Her two most recent all-new albums, folklore and evermore, both surprises dropped in the midst of the Covid-19 pandemic, have told stories more than told about her own life. For example, folklore has the story of three hearts, told within the songs “august,” “betty,” and “cardigan.” Each of these three songs is told from the perspective of a different person. “betty” is from the perspective of a teenage boy named James, who cheated on his girlfriend Betty (her perspective is seen in “cardigan”), with a girl who’s never actually named but whom fans call Augustine, after the title of her song. Also within folklore and evermore, her “sister albums” as they’re called, she tells stories of two of her grandparents. “epiphany,” track 13 on folklore, “touches on her grandfather’s experience in the military.” On evermore, “marjorie,” also the 13th track, is a tribute to Swift’s late grandmother, an opera singer whose vocals are featured in the background of the song. It’s theorized that “marjorie” may also be an allusion to the story of Marjorie West, a young girl who disappeared in Pennsylvania, Swift’s home state. West’s sister Dorothea was the last person to see her before she disappeared, and evermore contains another track called “dorothea.” “dorothea” also has a companion track titled “‘tis the damn season,” bringing up Dorothea’s return home after being in Hollywood. evermore and folklore both focus more on telling other people’s and made up stories than Swift’s own, which is a fairly drastic change from all of her earlier albums.

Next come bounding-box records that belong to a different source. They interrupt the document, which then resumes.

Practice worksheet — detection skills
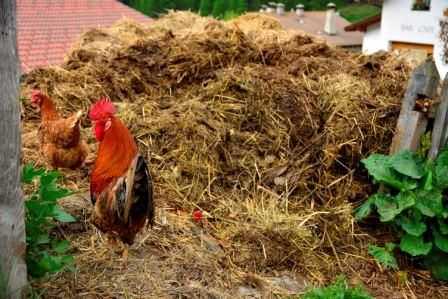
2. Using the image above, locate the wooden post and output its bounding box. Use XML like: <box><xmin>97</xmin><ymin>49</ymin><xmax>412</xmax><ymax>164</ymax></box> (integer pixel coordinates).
<box><xmin>390</xmin><ymin>60</ymin><xmax>440</xmax><ymax>154</ymax></box>
<box><xmin>0</xmin><ymin>0</ymin><xmax>27</xmax><ymax>299</ymax></box>
<box><xmin>428</xmin><ymin>74</ymin><xmax>448</xmax><ymax>160</ymax></box>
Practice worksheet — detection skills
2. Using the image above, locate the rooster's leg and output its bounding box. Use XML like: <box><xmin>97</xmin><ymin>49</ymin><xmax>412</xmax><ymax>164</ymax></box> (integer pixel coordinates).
<box><xmin>122</xmin><ymin>244</ymin><xmax>129</xmax><ymax>265</ymax></box>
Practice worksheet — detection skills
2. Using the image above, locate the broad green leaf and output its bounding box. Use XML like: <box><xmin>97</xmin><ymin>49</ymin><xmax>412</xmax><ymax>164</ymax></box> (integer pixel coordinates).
<box><xmin>53</xmin><ymin>240</ymin><xmax>70</xmax><ymax>254</ymax></box>
<box><xmin>38</xmin><ymin>252</ymin><xmax>61</xmax><ymax>273</ymax></box>
<box><xmin>423</xmin><ymin>248</ymin><xmax>448</xmax><ymax>281</ymax></box>
<box><xmin>355</xmin><ymin>194</ymin><xmax>377</xmax><ymax>221</ymax></box>
<box><xmin>396</xmin><ymin>191</ymin><xmax>417</xmax><ymax>213</ymax></box>
<box><xmin>415</xmin><ymin>189</ymin><xmax>444</xmax><ymax>217</ymax></box>
<box><xmin>437</xmin><ymin>218</ymin><xmax>448</xmax><ymax>235</ymax></box>
<box><xmin>390</xmin><ymin>150</ymin><xmax>424</xmax><ymax>179</ymax></box>
<box><xmin>361</xmin><ymin>154</ymin><xmax>417</xmax><ymax>190</ymax></box>
<box><xmin>22</xmin><ymin>164</ymin><xmax>45</xmax><ymax>184</ymax></box>
<box><xmin>375</xmin><ymin>193</ymin><xmax>401</xmax><ymax>222</ymax></box>
<box><xmin>432</xmin><ymin>229</ymin><xmax>448</xmax><ymax>253</ymax></box>
<box><xmin>33</xmin><ymin>234</ymin><xmax>50</xmax><ymax>245</ymax></box>
<box><xmin>53</xmin><ymin>206</ymin><xmax>76</xmax><ymax>222</ymax></box>
<box><xmin>384</xmin><ymin>242</ymin><xmax>397</xmax><ymax>251</ymax></box>
<box><xmin>368</xmin><ymin>243</ymin><xmax>398</xmax><ymax>269</ymax></box>
<box><xmin>397</xmin><ymin>215</ymin><xmax>426</xmax><ymax>237</ymax></box>
<box><xmin>434</xmin><ymin>149</ymin><xmax>448</xmax><ymax>189</ymax></box>
<box><xmin>400</xmin><ymin>234</ymin><xmax>432</xmax><ymax>256</ymax></box>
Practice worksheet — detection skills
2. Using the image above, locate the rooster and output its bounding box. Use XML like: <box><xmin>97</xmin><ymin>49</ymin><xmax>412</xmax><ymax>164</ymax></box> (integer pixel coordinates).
<box><xmin>31</xmin><ymin>90</ymin><xmax>88</xmax><ymax>169</ymax></box>
<box><xmin>89</xmin><ymin>98</ymin><xmax>154</xmax><ymax>260</ymax></box>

Swift has won 3 Grammy Album of the Year awards, one in each genre she’s released an album with. She’s had eight Billboard number ones and 25 Billboard Music Awards, which is the most for any female artist. She has 34 American Music Awards (AMAs), which is the most for any artist. She was 8th on Billboard’s Greatest of All-Time Artists List in 2019 and was named the Woman of the Decade (the 2010s) also by Billboard. The AMAs declared her the Artist of the Decade (the 2010s) as well. Swift has released a documentary, Miss Americana, and directed two films, Folklore: The Long Pond Studio Sessions and All Too Well: The Short Film

Throughout her 16 year career so far, she’s released nine albums and two rerecordings, films, acted in multiple films as well and won numerous awards. From her country roots in Taylor Swift to Fearless’s slightly poppier but still, country sound, Speak Now’s a challenge to herself to write all the songs herself, and Red’s “Sad, Beautiful, Tragic” nature, she’s country through and through. She leaves those country roots though, with her fifth album 1989, her first official foray into the land of pop, then continues on to reputation, coming after a three-year disappearance from the public eye, and then to her most recent pop album, Lover, the embodiment of all kinds of love. From Lover, she changes and evolves once again into folklore and evermore, which are more of an alternative rock sound. 

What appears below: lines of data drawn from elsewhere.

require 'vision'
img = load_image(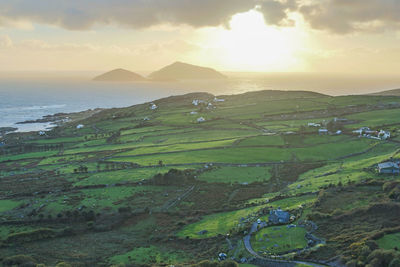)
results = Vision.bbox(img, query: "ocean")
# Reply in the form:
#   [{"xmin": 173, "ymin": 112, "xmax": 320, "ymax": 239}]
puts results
[{"xmin": 0, "ymin": 73, "xmax": 400, "ymax": 131}]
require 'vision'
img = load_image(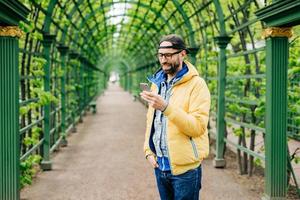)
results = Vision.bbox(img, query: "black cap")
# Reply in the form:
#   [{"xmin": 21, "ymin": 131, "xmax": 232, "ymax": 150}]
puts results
[{"xmin": 158, "ymin": 34, "xmax": 188, "ymax": 52}]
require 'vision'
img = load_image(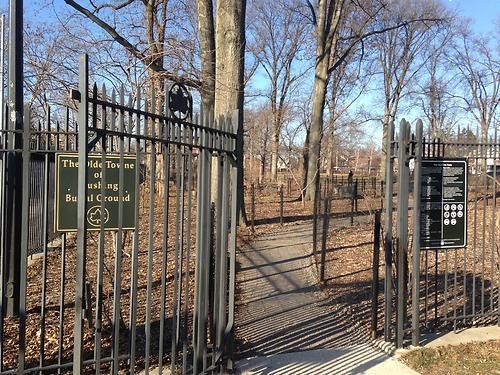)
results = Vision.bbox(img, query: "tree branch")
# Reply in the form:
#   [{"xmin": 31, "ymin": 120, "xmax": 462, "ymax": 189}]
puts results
[{"xmin": 64, "ymin": 0, "xmax": 201, "ymax": 88}]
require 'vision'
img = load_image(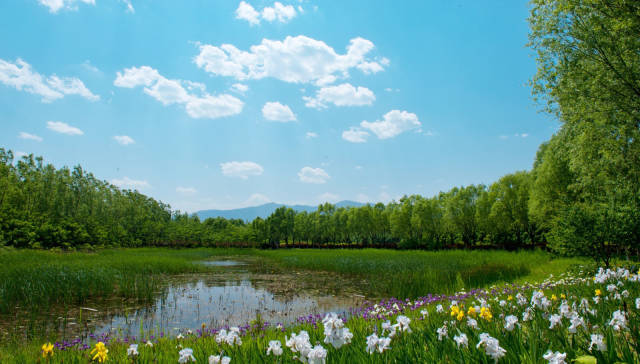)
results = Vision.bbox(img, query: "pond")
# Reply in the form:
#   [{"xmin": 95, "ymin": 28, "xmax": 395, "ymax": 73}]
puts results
[{"xmin": 2, "ymin": 258, "xmax": 374, "ymax": 340}]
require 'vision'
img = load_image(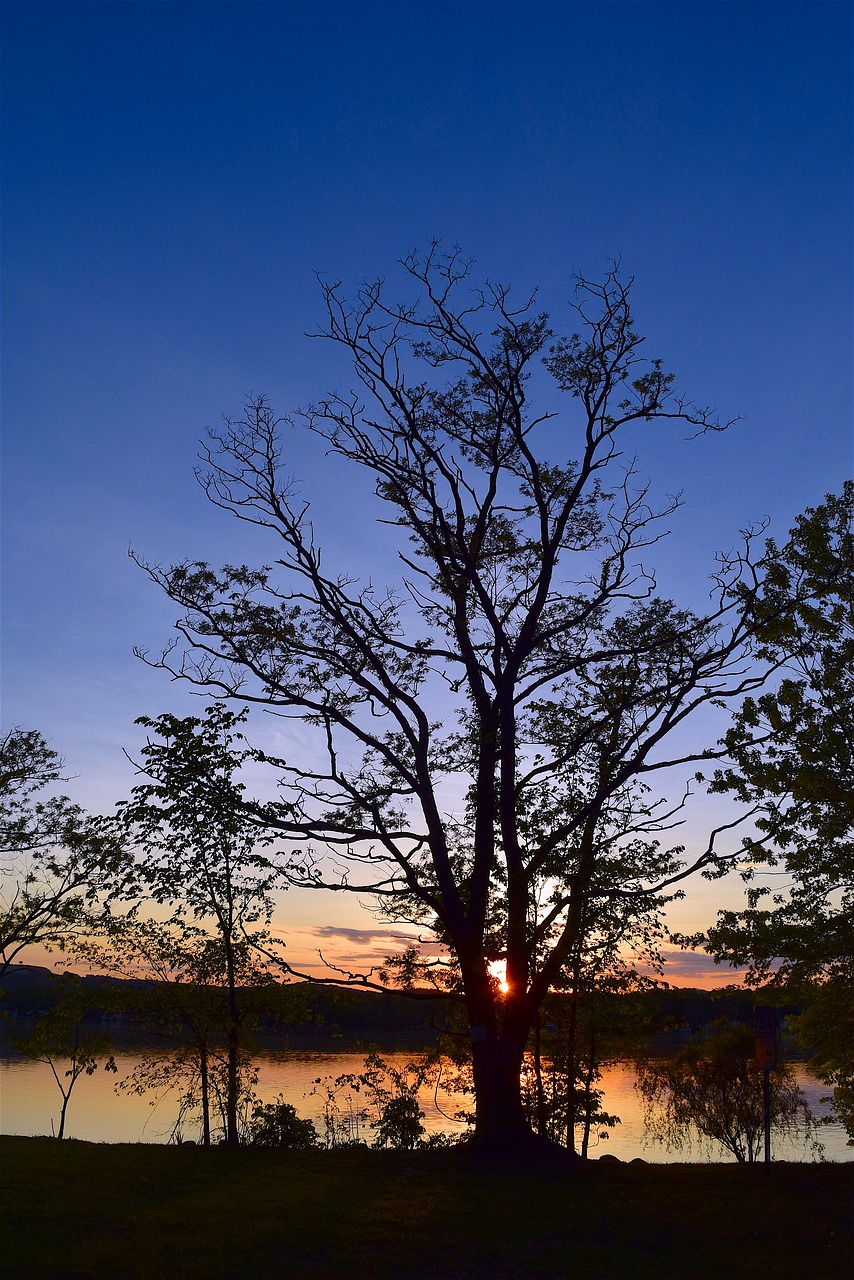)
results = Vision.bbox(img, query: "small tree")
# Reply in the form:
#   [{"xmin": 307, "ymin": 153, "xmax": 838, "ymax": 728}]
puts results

Swift’s career has changed a lot throughout the time she’s been active in the music scene. Her evolution from her country roots to pop to alternative has changed the music industry as a whole, showing other artists that genre crossover is possible to succeed with. Swift’s changing mind and artistic nature show through in all of her songs and can change the way everything she speaks of is interpreted. So, “If one thing had been different/Would everything be different today?”